More than two dozen workers at Bergstrom Airport have been charged by U.S. Attorney Johnny Sutton with lying and falsifying their identities to obtain security clearances. (In at least some cases, the workers were in the U.S. illegally.) The bust is part of "Operation Tarmac," a nationwide homeland security effort; Sutton's office notes that more than 5,000 Bergstrom workers were found to have obtained security badges honestly. Of the 28 named in Tuesday's indictments, 15 have been arrested. All of those 15 are Hispanic; the U.S. attorney has charged several defendants with various immigration violations as well as with the security-related charge, which carries a potential five-year prison sentence. -- M.C.M.

The Hightower Lowdown, a monthly newsletter published by Austin political columnist and former Texas Agriculture Commissioner Jim Hightower, has won a 2002 Utne Independent Press Award in the "General Excellence -- Newsletters" category as presented by Utne magazine, the Reader's Digest of the alternative press. Hightower's syndicated column, "The Hightower Report," runs weekly in the Chronicle. -- Lee Nichols

The Occupational Safety and Health Administration cited Austin-based Brigham Exploration Co. earlier this month for alleged "willful violations" of safety standards in the July death of a worker in Bay City. The worker, employed by a subcontractor to the oil-and-gas exploration firm, was killed while preparing to install a pressurized gas line that ruptured and struck him.
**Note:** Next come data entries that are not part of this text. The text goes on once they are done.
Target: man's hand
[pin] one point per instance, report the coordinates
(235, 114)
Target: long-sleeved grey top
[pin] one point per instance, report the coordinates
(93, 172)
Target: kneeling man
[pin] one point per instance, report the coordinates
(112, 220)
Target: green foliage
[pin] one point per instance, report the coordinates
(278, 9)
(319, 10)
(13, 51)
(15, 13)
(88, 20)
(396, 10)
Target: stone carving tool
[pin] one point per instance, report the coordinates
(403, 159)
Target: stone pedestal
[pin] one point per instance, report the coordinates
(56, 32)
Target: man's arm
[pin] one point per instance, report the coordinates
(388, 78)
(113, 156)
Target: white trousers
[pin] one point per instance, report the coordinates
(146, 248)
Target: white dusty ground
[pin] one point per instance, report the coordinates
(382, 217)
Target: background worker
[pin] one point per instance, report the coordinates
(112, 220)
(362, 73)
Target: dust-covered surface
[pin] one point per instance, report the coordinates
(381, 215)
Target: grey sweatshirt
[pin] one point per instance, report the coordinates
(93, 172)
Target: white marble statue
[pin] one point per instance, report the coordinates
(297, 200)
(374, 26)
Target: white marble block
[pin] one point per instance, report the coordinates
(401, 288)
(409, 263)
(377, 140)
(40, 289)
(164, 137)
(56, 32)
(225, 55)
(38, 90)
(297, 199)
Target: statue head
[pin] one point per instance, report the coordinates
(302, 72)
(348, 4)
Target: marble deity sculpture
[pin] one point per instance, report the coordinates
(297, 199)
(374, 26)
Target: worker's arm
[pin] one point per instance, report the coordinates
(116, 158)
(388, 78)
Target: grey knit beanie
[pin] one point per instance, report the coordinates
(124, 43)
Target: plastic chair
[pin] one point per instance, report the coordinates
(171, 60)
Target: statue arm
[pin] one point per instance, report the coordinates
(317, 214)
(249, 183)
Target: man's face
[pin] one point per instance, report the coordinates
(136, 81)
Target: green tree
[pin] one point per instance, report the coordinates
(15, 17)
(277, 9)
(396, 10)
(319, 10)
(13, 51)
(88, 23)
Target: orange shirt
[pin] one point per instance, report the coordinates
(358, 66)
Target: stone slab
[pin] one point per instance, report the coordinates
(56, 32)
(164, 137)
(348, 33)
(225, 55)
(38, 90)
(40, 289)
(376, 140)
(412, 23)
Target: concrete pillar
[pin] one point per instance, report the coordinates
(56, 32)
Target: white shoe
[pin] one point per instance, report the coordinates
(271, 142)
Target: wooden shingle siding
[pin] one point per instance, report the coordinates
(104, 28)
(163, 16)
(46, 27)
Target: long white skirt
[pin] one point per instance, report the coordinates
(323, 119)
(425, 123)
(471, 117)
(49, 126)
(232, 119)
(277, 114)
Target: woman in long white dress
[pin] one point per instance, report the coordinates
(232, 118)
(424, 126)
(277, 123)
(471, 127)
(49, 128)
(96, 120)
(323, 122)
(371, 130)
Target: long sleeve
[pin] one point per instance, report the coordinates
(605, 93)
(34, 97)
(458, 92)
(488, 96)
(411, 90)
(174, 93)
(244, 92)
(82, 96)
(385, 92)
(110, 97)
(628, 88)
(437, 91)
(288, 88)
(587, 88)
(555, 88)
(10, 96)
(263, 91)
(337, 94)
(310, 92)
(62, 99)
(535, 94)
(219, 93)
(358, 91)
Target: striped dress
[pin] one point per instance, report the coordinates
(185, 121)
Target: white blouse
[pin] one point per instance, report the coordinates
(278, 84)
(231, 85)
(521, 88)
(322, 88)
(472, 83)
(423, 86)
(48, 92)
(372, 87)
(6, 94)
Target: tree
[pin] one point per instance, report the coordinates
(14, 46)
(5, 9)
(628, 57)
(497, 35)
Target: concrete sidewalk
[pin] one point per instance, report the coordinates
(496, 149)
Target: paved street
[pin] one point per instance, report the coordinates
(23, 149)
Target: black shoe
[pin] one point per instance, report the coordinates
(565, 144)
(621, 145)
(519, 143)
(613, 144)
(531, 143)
OSHA is seeking a penalty of $168,000. Brigham disagrees with OSHA's findings and is considering an appeal. -- L.N.

Travis Co. commissioners on Jan. 28 approved a proclamation honoring retiring Sheriff's Office Chief Deputy Dan Richards. In accepting the honor, Richards, a 22-year TCSO veteran, told the court that even though he's "sort of hated" his job since the mid-1980s, he still "liked the people" and the agency's mission. Former Sheriff Doyne Bailey will return to TCSO to take Richards' place. -- J.S.